High volumes of political mail in the run-up to May’s snap election helped to slow the decline in Royal Mail’s UK business during its first quarter, but the company still relied on its overseas businesses to register overall revenue growth.
Revenues from UK letters in the three months to June 25 were 4 per cent lower than the same period last year, but the company said this would have been worse were it not for “higher than expected revenue associated with the UK political parties’ 2017 general election mailings”.
Growing revenues from parcel deliveries also helped to offset some of the decline in letters, and total revenues from the UK business slipped 1 per cent.
The FTSE 100 group has been battling a structural decline in paper-based correspondence, and is shifting its focus to parcel deliveries which have benefited from the growth of online shopping.
Its UK business also faces shorter-term challenges in the form of economic uncertainty, which has reduced letter volumes, and the threat of strike action due to a dispute over pensions.
Last week the company made a new pension offer to staff after announcing it would close its existing defined benefit scheme, but the union representing its frontline workers has maintained its opposition.

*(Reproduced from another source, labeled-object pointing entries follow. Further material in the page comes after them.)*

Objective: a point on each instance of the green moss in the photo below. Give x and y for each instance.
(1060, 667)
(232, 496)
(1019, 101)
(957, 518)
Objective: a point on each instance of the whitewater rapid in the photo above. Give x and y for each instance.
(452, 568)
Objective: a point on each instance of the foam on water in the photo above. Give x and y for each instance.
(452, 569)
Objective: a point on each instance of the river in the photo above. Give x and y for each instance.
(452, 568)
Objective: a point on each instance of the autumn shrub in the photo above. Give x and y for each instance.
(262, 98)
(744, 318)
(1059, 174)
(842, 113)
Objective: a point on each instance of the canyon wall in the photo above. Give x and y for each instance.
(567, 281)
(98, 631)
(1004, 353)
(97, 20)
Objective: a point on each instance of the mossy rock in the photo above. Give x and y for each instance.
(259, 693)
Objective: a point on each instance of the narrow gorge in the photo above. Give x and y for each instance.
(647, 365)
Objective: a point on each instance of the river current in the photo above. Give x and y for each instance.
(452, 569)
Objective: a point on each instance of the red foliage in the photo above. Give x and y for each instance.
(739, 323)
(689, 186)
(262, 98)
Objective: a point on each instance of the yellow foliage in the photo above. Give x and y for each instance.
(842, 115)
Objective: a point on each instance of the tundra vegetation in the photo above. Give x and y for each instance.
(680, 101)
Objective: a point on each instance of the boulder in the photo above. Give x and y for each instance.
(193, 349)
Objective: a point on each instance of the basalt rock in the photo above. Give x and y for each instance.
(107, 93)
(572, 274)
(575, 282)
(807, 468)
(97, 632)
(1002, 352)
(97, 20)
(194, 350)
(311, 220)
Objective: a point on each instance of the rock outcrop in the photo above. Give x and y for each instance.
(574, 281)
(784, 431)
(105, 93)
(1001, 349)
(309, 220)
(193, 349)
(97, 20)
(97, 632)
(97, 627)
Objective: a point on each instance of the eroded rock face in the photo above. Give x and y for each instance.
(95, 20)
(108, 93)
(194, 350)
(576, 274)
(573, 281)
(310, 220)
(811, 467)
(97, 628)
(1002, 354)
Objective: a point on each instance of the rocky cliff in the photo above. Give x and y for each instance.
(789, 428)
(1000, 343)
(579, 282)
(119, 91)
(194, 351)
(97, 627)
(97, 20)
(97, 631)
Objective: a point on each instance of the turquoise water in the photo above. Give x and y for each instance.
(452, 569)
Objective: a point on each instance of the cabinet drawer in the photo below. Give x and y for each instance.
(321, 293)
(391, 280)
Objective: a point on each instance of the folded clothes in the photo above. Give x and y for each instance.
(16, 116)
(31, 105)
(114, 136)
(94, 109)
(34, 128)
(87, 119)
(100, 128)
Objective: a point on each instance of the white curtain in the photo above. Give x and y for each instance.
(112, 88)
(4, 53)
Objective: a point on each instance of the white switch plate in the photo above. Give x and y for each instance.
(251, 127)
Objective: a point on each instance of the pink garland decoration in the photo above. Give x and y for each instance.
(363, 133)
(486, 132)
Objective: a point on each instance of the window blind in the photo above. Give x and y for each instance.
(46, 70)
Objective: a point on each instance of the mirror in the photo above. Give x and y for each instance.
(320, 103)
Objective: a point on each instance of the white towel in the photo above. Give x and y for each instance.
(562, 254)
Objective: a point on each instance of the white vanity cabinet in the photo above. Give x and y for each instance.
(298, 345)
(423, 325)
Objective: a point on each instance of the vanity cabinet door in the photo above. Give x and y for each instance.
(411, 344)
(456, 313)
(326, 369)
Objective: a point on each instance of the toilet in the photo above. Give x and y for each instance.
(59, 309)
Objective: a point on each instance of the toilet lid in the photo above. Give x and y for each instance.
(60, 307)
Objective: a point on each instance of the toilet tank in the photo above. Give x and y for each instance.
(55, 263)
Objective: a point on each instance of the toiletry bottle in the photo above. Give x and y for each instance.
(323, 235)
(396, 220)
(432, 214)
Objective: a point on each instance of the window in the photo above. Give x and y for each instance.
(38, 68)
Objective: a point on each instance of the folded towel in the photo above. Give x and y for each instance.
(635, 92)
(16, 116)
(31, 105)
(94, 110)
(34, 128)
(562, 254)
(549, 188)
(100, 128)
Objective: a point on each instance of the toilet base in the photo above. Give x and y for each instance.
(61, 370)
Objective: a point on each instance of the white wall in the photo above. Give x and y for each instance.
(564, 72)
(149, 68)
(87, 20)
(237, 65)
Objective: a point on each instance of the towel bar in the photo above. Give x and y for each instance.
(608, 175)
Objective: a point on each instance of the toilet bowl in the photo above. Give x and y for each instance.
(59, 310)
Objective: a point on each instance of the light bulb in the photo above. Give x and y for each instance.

Royal Mail’s GLS business, which operates parcel delivery networks across Europe and North America, increased revenues by 6 per cent year on year. The overseas growth meant that overall revenues in the period increased by 1 per cent.
Moya Greene, Royal Mail chief executive, said:
GLS continues to be a driving force for the Group. Its ongoing, focussed international expansion is increasing our geographic diversification, scale and reach. In UK, parcels, our quality of service and improved product offerings are driving high levels of customer satisfaction and attracting new customers and higher volumes. Our performance in letters was better than we expected, despite continued business uncertainty in the UK.